No. Wait. It IS June 2. Why is it that both Diaryland and my computer are both insisting that it's June 1? June 1 was yesterday. I remember it. It was not my birthday. That was May 31, which is the day before yesterday, not yesterday. I bought $50 worth of books from Amazon yesterday.

And here's another thing. This RPG I've been playing on telnet knew when it was my birthday. I never told it when my birthday was. I never told it anything, in fact, except what I wanted my character name to be, and other character-related info that has absolutely nothing to do with me. So what the heck? Presumably it got this from the computer, but I don't recall ever telling the computer when my birthday was either. What is going on here? What?

Now I know how all those conspiracy theories got started. I am seriously weirded out by all of this.

Well. Anyway. Attempting to return to normalicy. My parents are at a fish fry, but when they get back they will undoubtably want me to vacuum the house. And take a shower. And make my bed.
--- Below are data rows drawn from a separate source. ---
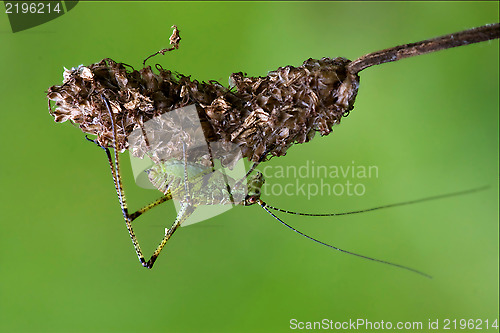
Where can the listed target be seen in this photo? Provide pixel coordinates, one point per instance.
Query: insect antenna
(263, 205)
(404, 203)
(267, 208)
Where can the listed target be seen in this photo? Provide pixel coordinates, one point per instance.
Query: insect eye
(251, 200)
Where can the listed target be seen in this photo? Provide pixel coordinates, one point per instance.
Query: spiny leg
(144, 209)
(115, 169)
(184, 212)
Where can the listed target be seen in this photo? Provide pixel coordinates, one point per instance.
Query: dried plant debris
(264, 116)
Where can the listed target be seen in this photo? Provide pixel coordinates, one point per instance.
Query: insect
(262, 117)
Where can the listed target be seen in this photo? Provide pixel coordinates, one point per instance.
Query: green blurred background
(430, 125)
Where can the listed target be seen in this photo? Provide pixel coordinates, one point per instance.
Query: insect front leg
(184, 212)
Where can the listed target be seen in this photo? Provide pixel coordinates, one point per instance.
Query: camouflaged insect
(263, 116)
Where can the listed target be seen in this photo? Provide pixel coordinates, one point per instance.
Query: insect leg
(184, 212)
(115, 170)
(144, 209)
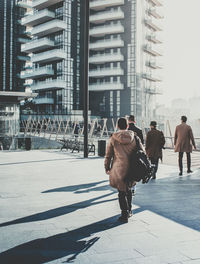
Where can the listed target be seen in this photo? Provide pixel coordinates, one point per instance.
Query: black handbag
(140, 167)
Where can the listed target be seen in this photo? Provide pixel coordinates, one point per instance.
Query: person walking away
(134, 128)
(118, 151)
(138, 131)
(155, 142)
(183, 142)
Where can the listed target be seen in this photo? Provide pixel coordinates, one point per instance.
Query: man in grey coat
(183, 142)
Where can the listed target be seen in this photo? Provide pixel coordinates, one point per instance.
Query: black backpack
(140, 167)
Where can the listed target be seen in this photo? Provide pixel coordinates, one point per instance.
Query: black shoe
(130, 213)
(124, 217)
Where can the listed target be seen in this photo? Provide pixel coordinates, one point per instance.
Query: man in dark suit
(155, 142)
(138, 131)
(134, 128)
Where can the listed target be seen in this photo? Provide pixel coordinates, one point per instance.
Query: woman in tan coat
(118, 151)
(183, 141)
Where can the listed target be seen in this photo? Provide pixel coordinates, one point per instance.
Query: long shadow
(34, 161)
(59, 211)
(81, 188)
(174, 198)
(69, 244)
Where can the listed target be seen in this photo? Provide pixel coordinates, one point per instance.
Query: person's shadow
(69, 244)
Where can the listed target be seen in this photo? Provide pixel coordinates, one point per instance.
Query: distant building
(12, 62)
(123, 57)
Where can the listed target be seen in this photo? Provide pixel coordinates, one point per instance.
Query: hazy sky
(181, 38)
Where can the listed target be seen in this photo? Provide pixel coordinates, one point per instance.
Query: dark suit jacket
(155, 141)
(137, 130)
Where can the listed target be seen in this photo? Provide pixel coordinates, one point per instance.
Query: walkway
(58, 208)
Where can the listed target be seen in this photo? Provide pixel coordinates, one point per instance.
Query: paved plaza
(56, 207)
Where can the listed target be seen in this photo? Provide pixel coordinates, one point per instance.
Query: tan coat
(118, 151)
(155, 141)
(183, 138)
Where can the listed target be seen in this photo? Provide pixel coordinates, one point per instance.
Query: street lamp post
(85, 74)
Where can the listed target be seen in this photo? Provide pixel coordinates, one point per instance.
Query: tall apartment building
(149, 54)
(12, 34)
(55, 55)
(122, 57)
(12, 61)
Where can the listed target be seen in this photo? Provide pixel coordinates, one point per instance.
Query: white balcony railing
(152, 51)
(103, 58)
(103, 44)
(151, 78)
(24, 3)
(49, 28)
(47, 56)
(153, 90)
(106, 16)
(43, 100)
(98, 5)
(108, 29)
(154, 25)
(106, 86)
(41, 4)
(38, 18)
(153, 12)
(153, 65)
(106, 72)
(49, 85)
(154, 39)
(36, 73)
(23, 40)
(156, 2)
(37, 45)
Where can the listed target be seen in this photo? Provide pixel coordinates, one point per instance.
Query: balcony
(37, 45)
(154, 13)
(24, 4)
(154, 39)
(23, 58)
(106, 16)
(49, 85)
(106, 72)
(108, 29)
(43, 100)
(156, 2)
(37, 73)
(41, 4)
(151, 25)
(148, 49)
(151, 78)
(48, 56)
(106, 86)
(49, 28)
(23, 40)
(98, 5)
(103, 58)
(153, 65)
(106, 44)
(153, 90)
(38, 18)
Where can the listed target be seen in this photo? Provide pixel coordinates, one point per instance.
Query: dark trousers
(180, 161)
(155, 162)
(125, 200)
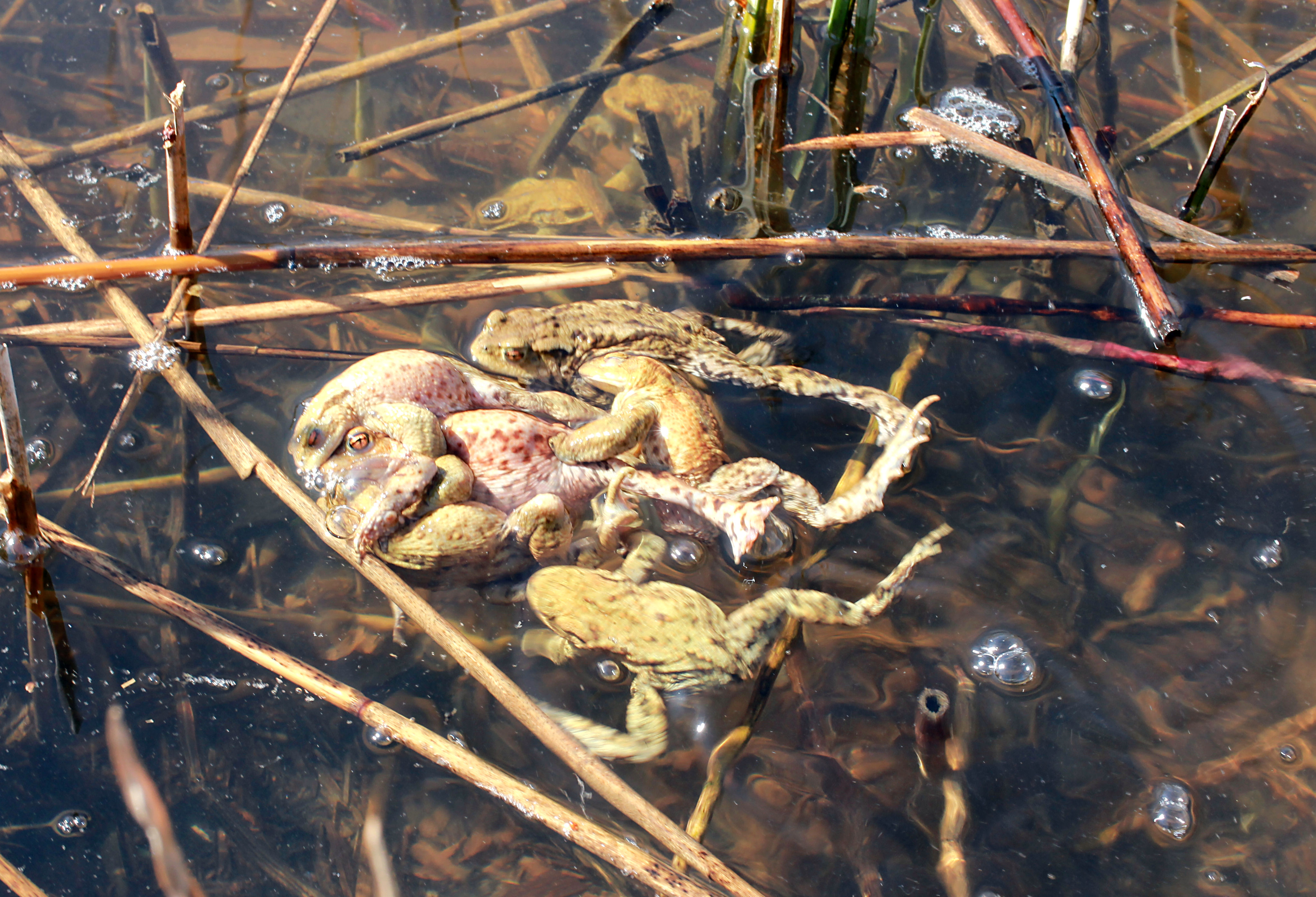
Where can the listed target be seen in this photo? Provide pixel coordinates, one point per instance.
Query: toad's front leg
(402, 490)
(647, 727)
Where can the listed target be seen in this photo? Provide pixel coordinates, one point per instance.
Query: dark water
(1155, 594)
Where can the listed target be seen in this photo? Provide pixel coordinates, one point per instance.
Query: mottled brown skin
(435, 527)
(512, 461)
(403, 394)
(551, 345)
(535, 202)
(674, 639)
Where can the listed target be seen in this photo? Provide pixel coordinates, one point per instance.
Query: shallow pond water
(1119, 620)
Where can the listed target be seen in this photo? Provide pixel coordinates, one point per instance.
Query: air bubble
(207, 554)
(343, 521)
(1172, 809)
(40, 452)
(1097, 386)
(379, 741)
(1268, 554)
(72, 824)
(1003, 659)
(610, 671)
(274, 212)
(685, 553)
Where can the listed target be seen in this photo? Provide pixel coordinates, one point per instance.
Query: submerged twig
(1228, 369)
(248, 459)
(1286, 65)
(352, 303)
(565, 127)
(1228, 131)
(227, 108)
(144, 802)
(591, 78)
(1159, 316)
(430, 745)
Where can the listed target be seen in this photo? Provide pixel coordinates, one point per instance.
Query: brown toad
(551, 345)
(674, 639)
(373, 487)
(402, 394)
(659, 410)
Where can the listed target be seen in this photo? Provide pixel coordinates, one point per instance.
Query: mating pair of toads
(436, 465)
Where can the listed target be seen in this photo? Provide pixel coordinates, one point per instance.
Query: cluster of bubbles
(383, 266)
(207, 554)
(1172, 809)
(1097, 386)
(1268, 554)
(1002, 658)
(69, 285)
(274, 212)
(153, 358)
(72, 824)
(40, 452)
(970, 108)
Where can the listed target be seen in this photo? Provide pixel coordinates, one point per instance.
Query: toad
(552, 345)
(660, 411)
(402, 394)
(371, 499)
(541, 203)
(670, 637)
(510, 465)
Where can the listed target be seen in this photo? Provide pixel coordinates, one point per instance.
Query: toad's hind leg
(647, 727)
(412, 425)
(543, 524)
(866, 496)
(751, 628)
(607, 437)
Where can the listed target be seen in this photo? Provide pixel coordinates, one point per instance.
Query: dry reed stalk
(1159, 316)
(430, 745)
(595, 77)
(534, 250)
(248, 459)
(1286, 65)
(230, 107)
(10, 874)
(156, 47)
(352, 303)
(986, 30)
(523, 45)
(15, 8)
(981, 304)
(147, 805)
(176, 176)
(1228, 369)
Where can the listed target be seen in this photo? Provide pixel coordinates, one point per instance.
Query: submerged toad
(674, 639)
(540, 203)
(551, 345)
(660, 411)
(402, 394)
(415, 512)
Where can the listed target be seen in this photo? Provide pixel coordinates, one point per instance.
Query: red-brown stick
(1159, 317)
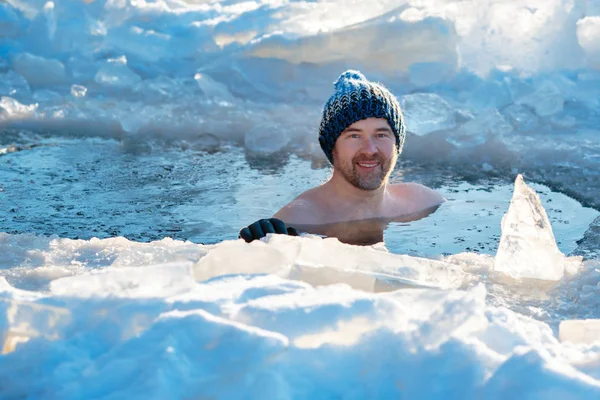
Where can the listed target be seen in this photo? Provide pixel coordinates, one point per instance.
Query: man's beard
(366, 180)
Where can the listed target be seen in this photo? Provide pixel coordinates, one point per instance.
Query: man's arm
(299, 211)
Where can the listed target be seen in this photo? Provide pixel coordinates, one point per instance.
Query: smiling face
(365, 153)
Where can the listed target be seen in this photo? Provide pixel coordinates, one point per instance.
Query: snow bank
(120, 319)
(491, 77)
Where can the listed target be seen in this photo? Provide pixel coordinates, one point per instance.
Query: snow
(284, 317)
(298, 317)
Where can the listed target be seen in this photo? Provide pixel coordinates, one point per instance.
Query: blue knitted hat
(355, 99)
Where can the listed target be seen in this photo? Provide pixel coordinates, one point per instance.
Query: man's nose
(368, 146)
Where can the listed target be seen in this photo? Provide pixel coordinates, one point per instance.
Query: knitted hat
(355, 99)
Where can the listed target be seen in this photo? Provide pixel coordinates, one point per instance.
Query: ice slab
(39, 71)
(527, 246)
(580, 331)
(426, 113)
(22, 320)
(547, 100)
(14, 109)
(266, 139)
(326, 261)
(588, 36)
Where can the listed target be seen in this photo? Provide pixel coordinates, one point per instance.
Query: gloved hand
(261, 227)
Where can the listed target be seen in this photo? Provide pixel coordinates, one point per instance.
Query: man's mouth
(368, 165)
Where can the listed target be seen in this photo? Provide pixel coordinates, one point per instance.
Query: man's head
(362, 131)
(365, 153)
(356, 99)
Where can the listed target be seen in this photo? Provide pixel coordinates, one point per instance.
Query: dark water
(81, 188)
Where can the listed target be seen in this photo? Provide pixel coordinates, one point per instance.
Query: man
(362, 133)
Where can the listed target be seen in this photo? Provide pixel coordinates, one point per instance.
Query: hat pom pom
(347, 76)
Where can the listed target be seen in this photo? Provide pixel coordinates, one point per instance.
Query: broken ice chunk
(26, 320)
(527, 246)
(78, 91)
(580, 331)
(15, 109)
(39, 71)
(426, 113)
(116, 74)
(547, 100)
(266, 139)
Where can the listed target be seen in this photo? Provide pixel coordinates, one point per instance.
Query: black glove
(261, 227)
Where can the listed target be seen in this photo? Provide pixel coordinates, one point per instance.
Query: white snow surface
(290, 318)
(285, 317)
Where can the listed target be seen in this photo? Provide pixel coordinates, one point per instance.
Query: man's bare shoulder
(303, 210)
(419, 195)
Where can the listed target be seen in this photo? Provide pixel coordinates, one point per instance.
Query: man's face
(365, 153)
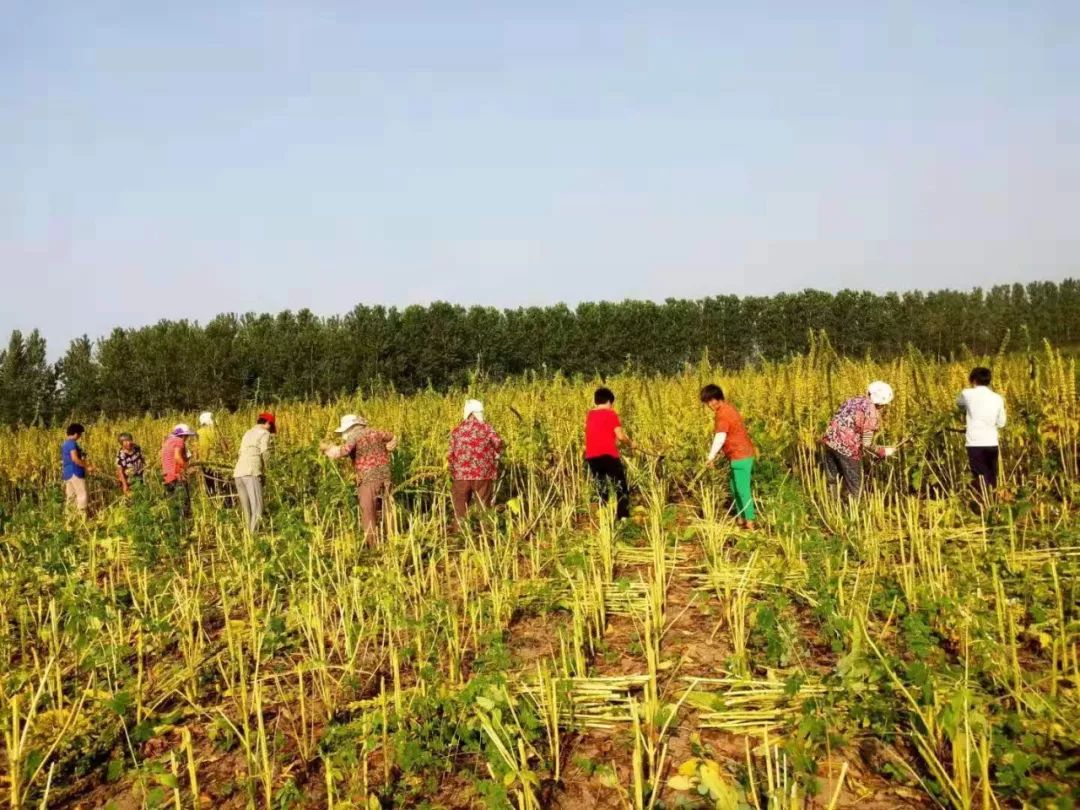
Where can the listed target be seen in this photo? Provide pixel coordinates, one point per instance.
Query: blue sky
(185, 160)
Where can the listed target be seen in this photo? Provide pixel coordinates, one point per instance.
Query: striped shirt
(171, 469)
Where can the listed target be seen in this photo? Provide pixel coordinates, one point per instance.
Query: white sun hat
(351, 420)
(879, 392)
(474, 407)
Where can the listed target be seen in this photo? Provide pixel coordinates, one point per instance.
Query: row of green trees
(180, 365)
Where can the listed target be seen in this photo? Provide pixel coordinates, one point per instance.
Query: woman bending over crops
(850, 432)
(731, 439)
(250, 472)
(174, 467)
(603, 435)
(130, 463)
(473, 457)
(369, 450)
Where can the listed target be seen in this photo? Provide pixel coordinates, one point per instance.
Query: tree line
(232, 360)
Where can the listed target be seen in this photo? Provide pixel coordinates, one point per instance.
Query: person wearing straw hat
(130, 463)
(473, 457)
(251, 467)
(174, 466)
(731, 439)
(850, 432)
(369, 450)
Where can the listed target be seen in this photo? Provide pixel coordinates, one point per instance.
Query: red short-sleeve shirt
(599, 433)
(738, 444)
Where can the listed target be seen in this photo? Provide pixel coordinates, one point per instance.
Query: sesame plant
(919, 647)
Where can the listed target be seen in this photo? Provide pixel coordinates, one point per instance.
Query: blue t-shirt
(70, 468)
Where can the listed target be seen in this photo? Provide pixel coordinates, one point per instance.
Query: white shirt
(986, 413)
(254, 448)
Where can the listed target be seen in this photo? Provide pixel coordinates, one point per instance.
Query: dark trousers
(984, 467)
(609, 474)
(463, 490)
(840, 468)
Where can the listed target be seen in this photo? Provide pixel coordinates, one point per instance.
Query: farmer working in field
(251, 468)
(130, 463)
(73, 468)
(850, 432)
(985, 412)
(369, 450)
(474, 453)
(174, 467)
(208, 453)
(731, 439)
(603, 435)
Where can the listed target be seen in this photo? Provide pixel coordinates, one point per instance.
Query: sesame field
(916, 648)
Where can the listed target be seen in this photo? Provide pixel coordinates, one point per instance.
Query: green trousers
(741, 473)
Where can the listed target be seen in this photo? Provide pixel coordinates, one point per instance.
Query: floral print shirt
(852, 428)
(474, 451)
(370, 458)
(131, 461)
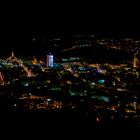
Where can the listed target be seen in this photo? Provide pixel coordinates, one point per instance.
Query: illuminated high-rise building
(50, 60)
(135, 61)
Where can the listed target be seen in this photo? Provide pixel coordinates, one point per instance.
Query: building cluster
(103, 91)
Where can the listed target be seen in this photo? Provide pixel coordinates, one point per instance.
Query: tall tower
(50, 60)
(135, 62)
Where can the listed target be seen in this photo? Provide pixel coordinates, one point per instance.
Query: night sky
(20, 26)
My birthday turned out much better than it seemed at first. My oral communications class wasn't exactly peachy, but it could have been worse. And my parents lied to me; they DID get me a birthday . An emerald and diamond presentbracelet. Wow, huh?

Mary has mysteriously recieved gold membership, and she's making me all the diaryrings I ask for. Yea! Having a friend with gold membership is almost as good as having it yourself. Also, she changed her layout (she has this awesome image map now, go take a look!) so you can't tell that I stole hers now. Heheheh.

I keep running into Jonathan, which is odd. He brought me back my Sims game on Thursday, and he was working at Taco Bell when my mom took me yesterday. Now I know I said a long time ago that the Jonathan thing was over, and I'm not retracting that statement. The thing is, as I stated a few entries back, I do still love him. I'm just not in love with him anymore. It's not anywhere near as bad as it was, but when his mother told me he was bringing the game by I got so nervous I nearly threw up. Bleh. I was fine when he got here, though. I'm still fine. Fine, fine, fine. Just like Scully.